At least, increased awareness of this issue may lead to change and, for example, there are areas of medical and public health research in which negative studies are able to be and are regularly published. Epidemiological studies with large samples frequently publish null results, on the premise of replicating or extending previous findings, or in attempts to untangle possible causal factors underlying the associations between exposures and outcomes. Publications of genetic studies also feature null results, but to a lesser extent than epidemiological studies, and with increasing rarity. However, it is clear that these areas are the exceptions, rather than the rule.
The advent of multiple open access journals may certainly improve this situation. However, while this gives access to large numbers of people to published results, these journals generally also select papers, have an impact factor which they compete to increase and are likely to have the same selection biases.
The mandatory pre-registration of clinical trials could be extended to observational studies, and if the process was made simple enough, it would not require a great deal of additional work on the part of researchers. However, as noted, it has been shown that in fact many clinical trials published now have not either been pre-registered or kept to the outcomes which they stated in their registration (Scott et al., 2015), and this problem would need to be addressed in order for such a system to work. Funding bodies could require the official registration of research questions or hypotheses for large research projects and to provide information on results of hypothesis testing. One possible way of doing this would be to publish successful grant applications. While this may not be fully feasible in areas in which more exploratory work is being undertaken, it may provide a set of searchable databases for researchers to learn about null findings in a particular area. Some grant awarding bodies now make public access to databases of publicly funded studies mandatory. This will allow other researchers to check results in particular areas in these databases and produce negative results which might not otherwise have been published.
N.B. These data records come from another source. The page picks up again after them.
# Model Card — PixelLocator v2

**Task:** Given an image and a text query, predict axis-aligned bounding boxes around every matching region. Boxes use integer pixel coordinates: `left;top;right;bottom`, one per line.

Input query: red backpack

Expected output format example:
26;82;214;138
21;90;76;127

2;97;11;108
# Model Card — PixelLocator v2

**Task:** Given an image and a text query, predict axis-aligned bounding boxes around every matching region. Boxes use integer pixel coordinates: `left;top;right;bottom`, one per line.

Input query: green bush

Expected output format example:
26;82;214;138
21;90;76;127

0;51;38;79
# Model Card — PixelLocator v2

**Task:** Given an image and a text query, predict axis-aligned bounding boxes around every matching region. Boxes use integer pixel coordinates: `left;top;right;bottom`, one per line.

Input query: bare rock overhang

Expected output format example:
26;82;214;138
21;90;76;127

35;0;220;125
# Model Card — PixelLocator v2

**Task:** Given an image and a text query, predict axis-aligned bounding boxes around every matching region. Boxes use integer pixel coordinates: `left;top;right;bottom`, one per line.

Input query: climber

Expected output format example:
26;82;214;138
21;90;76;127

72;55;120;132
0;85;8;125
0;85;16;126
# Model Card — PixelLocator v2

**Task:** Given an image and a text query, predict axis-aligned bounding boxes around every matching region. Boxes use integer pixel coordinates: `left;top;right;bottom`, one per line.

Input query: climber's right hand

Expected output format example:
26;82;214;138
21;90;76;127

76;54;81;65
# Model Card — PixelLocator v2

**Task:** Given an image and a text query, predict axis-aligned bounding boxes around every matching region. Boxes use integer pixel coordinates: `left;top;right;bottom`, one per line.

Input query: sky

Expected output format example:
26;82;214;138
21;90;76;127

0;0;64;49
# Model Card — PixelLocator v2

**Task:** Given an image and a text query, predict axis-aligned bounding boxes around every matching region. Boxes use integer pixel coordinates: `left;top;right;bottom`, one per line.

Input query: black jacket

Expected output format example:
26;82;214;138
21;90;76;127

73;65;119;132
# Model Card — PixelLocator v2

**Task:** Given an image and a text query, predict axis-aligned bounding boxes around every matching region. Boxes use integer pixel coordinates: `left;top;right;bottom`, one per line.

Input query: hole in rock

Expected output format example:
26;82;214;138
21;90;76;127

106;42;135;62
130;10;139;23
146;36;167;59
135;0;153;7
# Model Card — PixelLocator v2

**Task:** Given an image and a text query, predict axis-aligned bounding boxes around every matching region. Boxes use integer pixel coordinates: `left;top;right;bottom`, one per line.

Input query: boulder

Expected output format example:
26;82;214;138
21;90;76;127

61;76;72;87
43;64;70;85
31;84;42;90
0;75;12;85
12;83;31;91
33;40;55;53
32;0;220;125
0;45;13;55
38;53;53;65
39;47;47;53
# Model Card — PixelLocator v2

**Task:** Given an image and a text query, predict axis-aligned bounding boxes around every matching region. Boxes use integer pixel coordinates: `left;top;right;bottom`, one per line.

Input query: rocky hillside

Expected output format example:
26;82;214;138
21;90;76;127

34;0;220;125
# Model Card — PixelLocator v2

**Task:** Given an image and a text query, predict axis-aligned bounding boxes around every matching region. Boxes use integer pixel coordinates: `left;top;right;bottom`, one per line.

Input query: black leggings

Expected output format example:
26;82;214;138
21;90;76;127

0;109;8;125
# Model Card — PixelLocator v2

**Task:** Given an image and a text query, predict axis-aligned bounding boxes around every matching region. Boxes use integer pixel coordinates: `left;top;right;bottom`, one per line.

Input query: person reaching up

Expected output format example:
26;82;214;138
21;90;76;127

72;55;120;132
Meanwhile, Editors and reviewers should make a concerted effort to maintain the same standards of methodology and reporting for publication in journals regardless of whether the trial is positive or negative.
Footnotes
Declaration of Conflicting Interests
The author(s) declared no potential conflicts of interest with respect to the research, authorship and/or publication of this article.
Funding
The author(s) received no financial support for the research, authorship and/or publication of this article.